You could make the same argument for a lot of what we consider to be novel, such as identity politics and post-truth. Long before terms like tribal epistemology and filter bubbles were coined, it was evident that one’s beliefs were influenced by the group to which one belonged. White Americans, for example, were adamantly convinced that Simpson had killed both his ex-wife and her friend Ron Goldman. Back then, too, individuals lived in silos. Midway through the trial, a quarrel broke out among the jurors, about which I wrote a piece. Restricted to a single room and unable to watch live television, they were forced to settle with a weekly supply of VHS recordings. One evening, the white jurors wanted to watch one show, but they couldn’t agree on what else to watch.

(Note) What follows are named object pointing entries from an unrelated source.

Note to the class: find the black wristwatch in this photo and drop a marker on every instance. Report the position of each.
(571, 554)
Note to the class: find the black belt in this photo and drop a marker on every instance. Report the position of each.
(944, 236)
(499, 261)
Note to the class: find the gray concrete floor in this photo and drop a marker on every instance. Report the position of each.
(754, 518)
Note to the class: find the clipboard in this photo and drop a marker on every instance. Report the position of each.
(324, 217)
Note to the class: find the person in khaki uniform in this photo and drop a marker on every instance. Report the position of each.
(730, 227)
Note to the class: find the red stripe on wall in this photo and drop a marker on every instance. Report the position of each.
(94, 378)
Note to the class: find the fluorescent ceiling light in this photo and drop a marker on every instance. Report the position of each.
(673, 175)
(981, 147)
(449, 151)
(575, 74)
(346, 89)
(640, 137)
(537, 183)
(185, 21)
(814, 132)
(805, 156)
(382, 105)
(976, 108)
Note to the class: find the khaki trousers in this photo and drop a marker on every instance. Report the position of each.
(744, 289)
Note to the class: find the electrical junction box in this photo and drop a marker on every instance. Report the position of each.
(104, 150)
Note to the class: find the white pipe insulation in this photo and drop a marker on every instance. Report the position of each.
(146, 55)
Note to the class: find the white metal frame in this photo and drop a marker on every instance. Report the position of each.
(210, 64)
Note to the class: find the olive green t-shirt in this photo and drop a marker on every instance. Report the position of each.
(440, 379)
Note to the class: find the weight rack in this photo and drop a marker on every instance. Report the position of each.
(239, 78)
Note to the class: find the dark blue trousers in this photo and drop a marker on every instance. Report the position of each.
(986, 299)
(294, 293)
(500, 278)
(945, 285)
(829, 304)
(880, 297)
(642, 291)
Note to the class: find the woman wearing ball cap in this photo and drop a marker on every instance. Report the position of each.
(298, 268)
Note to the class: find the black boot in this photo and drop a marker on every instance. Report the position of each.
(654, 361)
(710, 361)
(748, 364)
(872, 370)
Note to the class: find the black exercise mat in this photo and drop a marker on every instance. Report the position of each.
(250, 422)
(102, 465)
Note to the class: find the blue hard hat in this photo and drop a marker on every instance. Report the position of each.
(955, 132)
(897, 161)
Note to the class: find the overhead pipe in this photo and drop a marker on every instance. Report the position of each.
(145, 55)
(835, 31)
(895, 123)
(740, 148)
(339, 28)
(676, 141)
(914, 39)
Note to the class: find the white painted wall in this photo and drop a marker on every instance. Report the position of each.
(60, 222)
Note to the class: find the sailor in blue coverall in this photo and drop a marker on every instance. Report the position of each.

It’s true that social media didn’t exist back then. Those who were eager to voice their thoughts had to do so through merchandise, such as T-shirts bearing OJ’s image and the phrase Let the Juice Loose. While it was true that rolling news was newโ€”there was no Fox, MSNBC, or CNNโ€”the features of the media environment we have today were starting to take shape. Yes, in part because of the Simpson trial, which demonstrated a desire for constant coverage.

Above all, Black Lives Matter once again brought to light an odd truth about the US. that the outside world is unable to turn away, not even when the nation displays its most repulsive aspects. That is America’s peculiar soft power: despite its dysfunction, it serves as a stage for many global tragedies. That still holds true today as it did thirty years ago.